4. Mit seinem Vorwurf, das Berufungsgericht hätte bei der Schadensberechnung den Betrag von 80.000 EUR als Ersparnis berücksichtigen müssen, weil die Klägerin diesen Teil des Kaufpreises an die Verkäuferin nicht bezahlt habe, geht der Revisionswerber an der Argumentation des Berufungsgerichts vorbei. Dieses hat darauf hingewiesen, dass die Klägerin einen solchen Abzug nur im Zusammenhang mit der Geltendmachung eines behaupteten Schadens vornahm, den die Vorinstanzen gerade nicht feststellen konnten, nämlich einen der Klägerin entgangenen Kaufpreis aus der (möglichen) Weiterveräußerung des Unternehmens. Da die Vorinstanzen aber feststellten, dass die Klägerin gar nicht beabsichtigt hatte, das Unternehmen weiterzuverkaufen, wurde das Klagebegehren in Ansehung der gesamten diesbezüglichen Schadensposition abgewiesen, womit sich insoweit auch die Frage der Berechnung eines solchen Schadens und der allfälligen Berücksichtigung eines ersparten Teilkaufpreises nicht stellte.

Der Zuerkennung eines Schadenersatzbetrags von 79.453,34 EUR haben die Vorinstanzen die - von den Tatsachenfeststellungen gedeckte - Annahme zugrunde gelegt, die Klägerin hätte bei richtiger Beratung durch den Beklagten das erworbene Unternehmen behalten, die noch offenen Verpflichtungen aus dem Kaufvertrag erfüllt und von den letztlich erfolglosen Prozessen Abstand genommen.
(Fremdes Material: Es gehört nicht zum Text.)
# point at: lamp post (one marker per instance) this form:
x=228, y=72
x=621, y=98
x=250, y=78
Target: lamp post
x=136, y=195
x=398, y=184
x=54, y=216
Als Schadenersatz wurden ihr daher die frustrierten Aufwendungen und die aufgelaufenen Prozesskosten zuerkannt. Warum es unter diesen Umständen gerechtfertigt sein sollte, den Betrag von 80.000 EUR von diesen Schäden in Abzug zu bringen, vermag der Revisionswerber nicht zu erklären. Beim hypothetischen Kausalverlauf hätte die Klägerin zwar (auch) den Restkaufpreis von 80.000 EUR zu zahlen gehabt, befände sich aber im Besitz eines Unternehmens, das einerseits einen bestimmten Marktwert hat und andererseits zur Erzielung von regelmäßigen Einkünften betrieben werden kann. Dass die vom Beklagten verschuldete Vereitelung des endgültigen Unternehmenserwerbs der Klägerin einen Vermögensvorteil von 80.000 EUR gebracht habe, steht keinesfalls fest. Der Revisionswerber unternimmt auch keinen nachvollziehbaren Versuch, eine solche Konsequenz darzulegen.

5. Einer weiteren Begründung bedarf es nicht (§ 510 Abs 3 ZPO), zumal der Revisionswerber die einzelnen vom Erstgericht dargelegten und vom Berufungsgericht zuerkannten Schadenspositionen nicht in Zweifel zieht und auch keine (zusätzlichen) inhaltlichen Einwendungen gegen den Feststellungsausspruch erhebt.